If we know that bacteria existed on Earth prior to humans, and we serve as their home, and our health is a reflection of their health, what we can do to make sure they are healthy?  Asking this question will only allow us to open doors that will create a better quality of life and a better health status for us as humans.  Metaphorically speaking, making sure our bacteria are happy will majorly improve our hotel vibes.  Just sayin’.  There is NOT a single disease or disorder that doesn’t have some impact from bacterial function.  We all think of digestive disorders when we think about gut bacteria, but we should also start recognizing things like autism, diabetes, anxiety, MS, diabetes, obesity, and depression are also directly related.  Stool tests can be a great tool to see what bacteria you’ve got going on and how they are doing.  1g of poop contains 100 million terabytes of information, and if you know computers, you know that’s a crazy amount of information for such a small quantity of poop.  You clean up baby diapers with more than 10x’s that amount of poop; let’s be honest!

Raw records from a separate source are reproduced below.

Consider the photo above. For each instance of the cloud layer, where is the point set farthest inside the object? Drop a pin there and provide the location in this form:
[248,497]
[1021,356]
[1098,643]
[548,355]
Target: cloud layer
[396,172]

The take home message here is that you are only as healthy as the bacteria living within you.  You create an environment for that bacteria based on your diet, exposure to toxins, medications taken, and lifestyle choices.  This environment that YOU created is either helping you or hindering you.  Working with a doctor that recognizes this significance may be the key to unlocking underlying issues that may be keeping you unhealthy.  If you have frequent infections, take antibiotics or heartburn medications, or suffer from an autoimmune disease, diabetes, or psychological issues, I encourage you to read, become informed, and makes changes to create a healthy internal environment.